Innolith Launches to Redefine Power Storage Market
Innolith AG, a Swiss battery technology company, has been launched to commercialize an innovative battery technology platform to solve the world's electrical power challenges. The low cost-per-cycle batteries will stabilize electricity grids against blackouts, support integration of renewables, recharge the rapidly growing fleets of electric vehicles and enable reliable electrical power in energy-poor countries.
Based in Basel, Switzerland, Innolith has its principal Research & Development Center in Bruchsal, Germany, where 60 chemists, engineers and technicians have perfected the new battery platform. The company has acquired IP formerly developed and owned by now-bankrupt Alevo.
The Innolith batteries use an unconventional inorganic electrolyte that delivers far greater durability, but also ensures a safer battery that is fundamentally non-flammable. This is in contrast to organic Li-ion batteries that have limited usable lives and have caused multiple fires in consumer devices and grid applications.
Based in Basel, Switzerland, Innolith has its principal Research & Development Centre in Bruchsal, Germany, where 60 chemists, engineers and technicians have perfected the new battery platform.
Innolith has created an entirely new rechargeable battery technology platform based on inorganic electrolyte.
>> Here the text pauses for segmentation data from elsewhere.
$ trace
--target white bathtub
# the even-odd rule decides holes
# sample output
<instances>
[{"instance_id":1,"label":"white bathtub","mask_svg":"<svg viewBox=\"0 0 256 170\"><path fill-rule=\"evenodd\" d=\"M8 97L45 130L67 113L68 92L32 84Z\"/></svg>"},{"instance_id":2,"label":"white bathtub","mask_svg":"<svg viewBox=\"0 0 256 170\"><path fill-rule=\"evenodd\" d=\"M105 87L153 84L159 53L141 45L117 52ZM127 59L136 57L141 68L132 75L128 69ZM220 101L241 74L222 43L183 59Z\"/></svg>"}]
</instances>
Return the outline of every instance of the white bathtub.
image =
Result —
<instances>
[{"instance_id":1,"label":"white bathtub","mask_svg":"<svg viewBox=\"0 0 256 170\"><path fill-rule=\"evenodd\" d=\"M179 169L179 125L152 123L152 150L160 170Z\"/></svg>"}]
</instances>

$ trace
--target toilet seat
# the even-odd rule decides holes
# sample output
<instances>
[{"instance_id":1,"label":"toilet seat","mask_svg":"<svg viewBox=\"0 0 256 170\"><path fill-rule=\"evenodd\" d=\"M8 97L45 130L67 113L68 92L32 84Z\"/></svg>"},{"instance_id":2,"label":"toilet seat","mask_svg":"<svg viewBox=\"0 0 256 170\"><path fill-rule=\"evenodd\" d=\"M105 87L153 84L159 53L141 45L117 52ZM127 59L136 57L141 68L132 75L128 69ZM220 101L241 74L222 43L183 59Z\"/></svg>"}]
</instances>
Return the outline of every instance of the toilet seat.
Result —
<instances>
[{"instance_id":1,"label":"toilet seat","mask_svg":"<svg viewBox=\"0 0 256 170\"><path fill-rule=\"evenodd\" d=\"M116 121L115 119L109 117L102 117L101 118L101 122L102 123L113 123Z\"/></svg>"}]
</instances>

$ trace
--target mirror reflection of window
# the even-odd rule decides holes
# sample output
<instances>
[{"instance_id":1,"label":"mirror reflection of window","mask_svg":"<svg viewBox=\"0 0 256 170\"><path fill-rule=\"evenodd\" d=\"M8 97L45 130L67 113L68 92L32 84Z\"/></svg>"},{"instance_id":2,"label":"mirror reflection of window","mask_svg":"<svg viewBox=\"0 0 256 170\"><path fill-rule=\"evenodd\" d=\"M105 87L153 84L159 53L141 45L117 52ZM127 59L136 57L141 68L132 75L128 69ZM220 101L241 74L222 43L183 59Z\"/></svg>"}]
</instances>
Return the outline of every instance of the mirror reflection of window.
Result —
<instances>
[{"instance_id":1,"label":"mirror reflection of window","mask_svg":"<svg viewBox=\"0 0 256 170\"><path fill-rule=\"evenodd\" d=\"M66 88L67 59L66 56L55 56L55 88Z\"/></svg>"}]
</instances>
Innolith has built batteries which have been tested over 50,000 cycles at half-hour charge / half-hour discharge with 0 to 100% depth of discharge.
The inorganic electrolyte also means that the batteries are non-combustible and therefore much safer than the highly flammable organic Li-ion batteries in widespread use today.
The Innolith technology is already proven through the deployment of a prototype on the US grid, where the Innolith batteries deliver high power and offer a very long lifetime of over 50,000 cycles. This means that the batteries provide a fraction of the cost-per-cycle compared to conventional Li-ion grid batteries while delivering the high power, high cycle grid-regulation services.
"The world has adapted lithium-ion battery technology, which was originally developed for consumer electronic devices, for large grid-scale battery applications. But today's Li-ion batteries are limited in how many recharge cycles they can achieve and have an inherent risk of fire or explosion," explains Alan Greenshields, Board Chairman of Innolith AG.
"What the world needs is a safe battery that can operate over tens of thousands of cycles and still deliver the power needed. Innolith has created such a battery, which has been tested by third party labs and proven commercially in a demanding application," Greenshields continued.
Production of Innolith batteries is expected to commence with production line tests in 2019 and volume production in 2020. Manufacturing and production line automation will be undertaken by specialist partners selected by Innolith.
Greenshields noted, "Battery manufacture is a mature industry and so cell assembly should be carried out by manufacturing experts who can bring their skills and experience to bear to deliver high quality and low costs. Innolith will work with industry leaders to achieve this while focusing its core R&D, product design and specialty chemical skills."
"The demand for a high power, high durability and safe battery is not in doubt," states Sergey Buchin, CEO of Innolith AG. "Our task is to take the technology into large-scale production and we are at an advanced stage in achieving this. We are on track to procure mass production of Innolith's high power battery by 2020. Beyond this, our team of scientists is working on new generations of inorganic batteries that promise to deliver substantial gains in performance."
Innolith will market its batteries through special system integrators and distribution partners. The company will also work with governments and non-governmental organizations for the installation of Innolith batteries as a safe and long-term means of improving fuel efficiency of conventional generation and integrating renewable energy in developing economies.